Maybe it's some system limits like open files when using the async C++? Just a wild guess. Hope the code example helps to narrow things down. Let me know if I can do anything else. I'm on debian btw. I'll check compiler version tomorrow and will edit here.
I found a bug in the RLE::merge function. (https://github.com/MiXaiLL76/faster_coco_eval/commit/2eaec46808e3e14fbc8dd0504fcc6584ba3c0d1f)
I rewrote it to be C++17 compliant. (I just copied it before without touching it (heh))
I was able to run the same code as you, please try it too
@profile(stdout=False, filename='faster_coco_eval.prof')
def faster_coco_eval():
prepared_coco_in_dict = "/home/mixaill76/faster_coco_eval/examples/ultralytics/datasets/coco/annotations/instances_val2017.json"
prepared_anns = "/home/mixaill76/faster_coco_eval/examples/ms-coco_segm.json"
cocoGt = COCO(prepared_coco_in_dict)
results = COCO.load_json(prepared_anns)
for r in results:
r.pop('boundary')
cocoDt = cocoGt.loadRes(results)
cocoEval = COCOeval_faster(cocoGt, cocoDt, "boundary", print_function=print, boundary_cpu_count=12)
cocoEval.evaluate()
cocoEval.accumulate()
cocoEval.summarize()
faster_coco_eval()
Hey @MiXaiLL76, I can confirm it works now 🥳 I don't know what wizardry you pulled off but dude, this thing's fast 🔥
In addition to ms-coco annotations I also tested on sama-coco and coco-rem (two relabled versions of instances_val2017.json). I used the DTs linked above. Note that these times are for the complete evaluation process including the loading of GTs and DTs. For boundary I ran with 16 'cores' in both, boundary_iou and faster_coco_eval.

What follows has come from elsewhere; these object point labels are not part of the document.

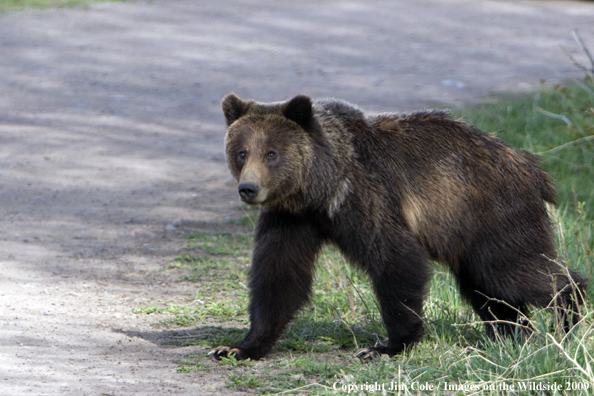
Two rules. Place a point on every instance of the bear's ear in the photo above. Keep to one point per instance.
(299, 110)
(233, 108)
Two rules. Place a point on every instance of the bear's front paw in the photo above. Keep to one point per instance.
(225, 351)
(367, 354)
(236, 350)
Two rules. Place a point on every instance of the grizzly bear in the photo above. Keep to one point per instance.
(391, 192)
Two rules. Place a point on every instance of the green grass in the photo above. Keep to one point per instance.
(19, 5)
(315, 355)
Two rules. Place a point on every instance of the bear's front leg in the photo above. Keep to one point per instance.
(285, 248)
(399, 282)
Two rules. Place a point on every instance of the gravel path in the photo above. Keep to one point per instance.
(110, 130)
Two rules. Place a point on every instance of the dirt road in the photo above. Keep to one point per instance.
(111, 132)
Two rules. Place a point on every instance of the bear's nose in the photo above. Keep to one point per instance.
(247, 191)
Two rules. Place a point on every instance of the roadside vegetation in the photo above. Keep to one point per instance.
(315, 355)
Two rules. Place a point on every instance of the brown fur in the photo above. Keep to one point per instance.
(391, 191)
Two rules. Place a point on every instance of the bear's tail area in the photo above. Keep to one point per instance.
(542, 179)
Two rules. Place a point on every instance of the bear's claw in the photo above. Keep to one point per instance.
(223, 351)
(367, 354)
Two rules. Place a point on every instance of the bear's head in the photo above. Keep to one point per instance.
(269, 146)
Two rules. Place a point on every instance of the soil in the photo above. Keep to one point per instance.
(111, 147)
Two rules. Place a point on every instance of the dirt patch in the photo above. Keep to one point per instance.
(111, 132)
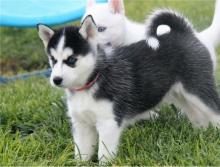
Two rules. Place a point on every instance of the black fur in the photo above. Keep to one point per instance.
(136, 77)
(72, 39)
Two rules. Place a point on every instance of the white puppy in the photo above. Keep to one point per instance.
(116, 29)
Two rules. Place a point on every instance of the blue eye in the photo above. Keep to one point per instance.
(70, 61)
(54, 61)
(101, 29)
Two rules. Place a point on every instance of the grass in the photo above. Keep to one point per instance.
(34, 128)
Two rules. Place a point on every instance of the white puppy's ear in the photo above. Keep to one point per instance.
(116, 6)
(45, 33)
(90, 3)
(88, 28)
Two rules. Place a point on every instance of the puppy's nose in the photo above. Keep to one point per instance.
(57, 80)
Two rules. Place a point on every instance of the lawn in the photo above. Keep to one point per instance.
(34, 128)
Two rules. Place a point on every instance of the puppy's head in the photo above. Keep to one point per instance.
(71, 52)
(110, 20)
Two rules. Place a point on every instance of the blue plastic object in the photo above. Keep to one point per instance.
(28, 13)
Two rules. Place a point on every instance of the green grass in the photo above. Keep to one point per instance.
(34, 128)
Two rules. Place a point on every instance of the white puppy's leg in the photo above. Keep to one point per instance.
(109, 136)
(85, 137)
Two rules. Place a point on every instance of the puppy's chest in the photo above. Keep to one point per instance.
(83, 106)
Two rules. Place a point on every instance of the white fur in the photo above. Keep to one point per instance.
(153, 43)
(163, 29)
(94, 116)
(121, 31)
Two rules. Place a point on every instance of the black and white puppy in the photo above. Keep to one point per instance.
(107, 90)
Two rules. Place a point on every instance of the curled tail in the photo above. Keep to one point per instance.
(163, 22)
(212, 33)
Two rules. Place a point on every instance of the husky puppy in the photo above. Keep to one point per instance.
(106, 91)
(115, 29)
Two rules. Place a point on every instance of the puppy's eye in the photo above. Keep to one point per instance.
(70, 61)
(54, 61)
(101, 29)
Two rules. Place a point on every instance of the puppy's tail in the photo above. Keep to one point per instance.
(166, 21)
(212, 33)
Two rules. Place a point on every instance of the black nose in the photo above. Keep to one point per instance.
(57, 80)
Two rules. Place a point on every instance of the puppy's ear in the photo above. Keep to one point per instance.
(90, 3)
(45, 33)
(88, 28)
(116, 6)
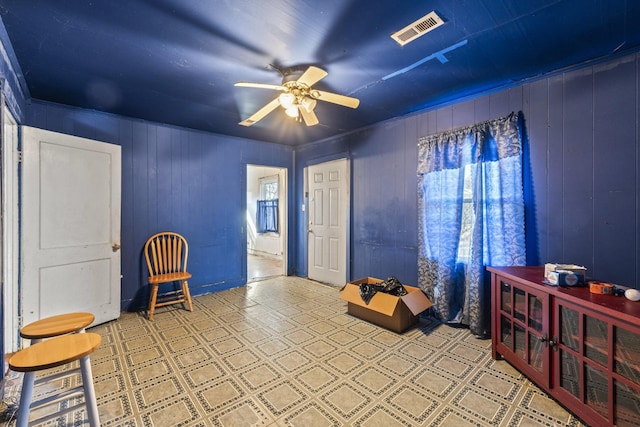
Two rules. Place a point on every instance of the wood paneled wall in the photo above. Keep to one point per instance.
(581, 173)
(178, 180)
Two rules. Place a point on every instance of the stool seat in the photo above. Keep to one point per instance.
(54, 352)
(57, 325)
(51, 353)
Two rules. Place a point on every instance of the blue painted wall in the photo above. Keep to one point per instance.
(581, 167)
(179, 180)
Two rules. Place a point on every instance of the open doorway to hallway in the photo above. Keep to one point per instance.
(266, 222)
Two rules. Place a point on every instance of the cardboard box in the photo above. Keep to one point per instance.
(388, 311)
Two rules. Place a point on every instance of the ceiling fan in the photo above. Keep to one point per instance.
(298, 98)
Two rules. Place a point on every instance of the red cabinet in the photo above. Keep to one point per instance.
(581, 348)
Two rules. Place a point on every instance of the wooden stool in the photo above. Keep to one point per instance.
(52, 353)
(56, 325)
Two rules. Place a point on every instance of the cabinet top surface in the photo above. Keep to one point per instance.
(534, 276)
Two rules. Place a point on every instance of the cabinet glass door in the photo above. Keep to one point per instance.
(524, 328)
(626, 368)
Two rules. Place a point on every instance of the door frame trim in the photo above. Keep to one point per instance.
(10, 238)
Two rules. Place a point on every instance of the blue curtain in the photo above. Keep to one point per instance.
(267, 216)
(471, 213)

| GT version | pycocotools | boundary_iou | faster_coco_eval |
|---|---|---|---|
| ms-coco | ------------- | -------------- | ------------------ |
| bbox | 0:00:16 | 0:00:16 | 0:00:03 |
| segm | 0:00:20 | 0:00:20 | 0:00:08 |
| boundary | x | 0:01:11 | 0:00:28 |
| sama-coco | ------------- | -------------- | ------------------ |
| bbox | 0:00:22 | 0:00:23 | 0:00:05 |
| segm | 0:00:27 | 0:00:27 | 0:00:10 |
| boundary | x | 0:01:18 | 0:00:29 |
| coco-rem | ------------- | -------------- | ------------------ |
| bbox | 0:00:19 | 0:00:20 | 0:00:05 |
| segm | 0:00:23 | 0:00:23 | 0:00:09 |
| boundary | x | 0:01:17 | 0:00:27 |
Regarding numerical differences, I only print if abs(m1-m2) > 0 for the respective pairing. As can be seen below, bbox and segm have no, or only some neglegtable difference between the libs. In case of boundary, difference is very small. Since using the 'opencv' backend showed no difference in my previous test, this can be narrowed down to the new boundary creation. Since the diffs are consistent but small, I suspect it to be some small bug. Could be an off-by-one thing in the erosion or dilation or something like that. When I coded the kornia and numpy version I made this mistake and had similar differences to the opencv implementation. If you are motivated, it might be worth looking into that to achieve 100% parity.
Either way, great effort!
| GT version | metric | pyct vs. biou | pyct vs. fast | biou vs. fast |
|---|---|---|---|---|
| ms-coco bbox | ||||
| AP95 | 0.0 | 6.938893903907228e-18 | 6.938893903907228e-18 | |
| ms-coco segm | ||||
| ms-coco boundary | ||||
| AP | - | - | 4.5666008668954206e-08 | |
| AP50 | - | - | 4.566600867450532e-07 | |
| APl | - | - | 4.606795220296611e-08 | |
| AR10 | - | - | 1.7985611510673571e-06 | |
| AR100 | - | - | 1.7985611511228683e-06 | |
| ARl | - | - | 3.063725490193292e-06 | |
| sama-coco bbox | ||||
| sama-coco segm | ||||
| sama-coco boundary | ||||
| AP | - | - | 8.046750677559444e-06 | |
| AP75 | - | - | 8.046750677528913e-05 | |
| APs | - | - | 2.7755575615628914e-17 | |
| APm | - | - | 5.730490150457346e-06 | |
| APl | - | - | 8.583186332788983e-06 | |
| AR1 | - | - | 5.040322580640577e-06 | |
| AR10 | - | - | 5.040322580640577e-06 | |
| AR100 | - | - | 9.441731031401002e-06 | |
| ARm | - | - | 1.5432098765422175e-05 | |
| ARl | - | - | 9.328358208993137e-06 | |
| AP85 | - | - | 1.3877787807814457e-17 | |
| coco-rem bbox | ||||
| coco-rem segm | ||||
| coco-rem boundary | ||||
| AP | - | - | 2.607371973883943e-07 | |
| APm | - | - | 1.7694598591910804e-07 | |
| AR1 | - | - | 1.8011527377348457e-06 | |
| AR10 | - | - | 1.8011527377348457e-06 | |
| AR100 | - | - | 1.801152737790357e-06 | |
| ARm | - | - | 4.56204379561953e-06 | |
| AP85 | - | - | 1.3877787807814457e-17 | |
| AP95 | - | - | 2.6073719743707497e-06 |
Thanks for the tests and the metrics! In fact, the error is still there, I can show you an example of what it looks like
As you can see, opencv leaves a line in such with some objects. And my library removes it. This is an example of the erode operation.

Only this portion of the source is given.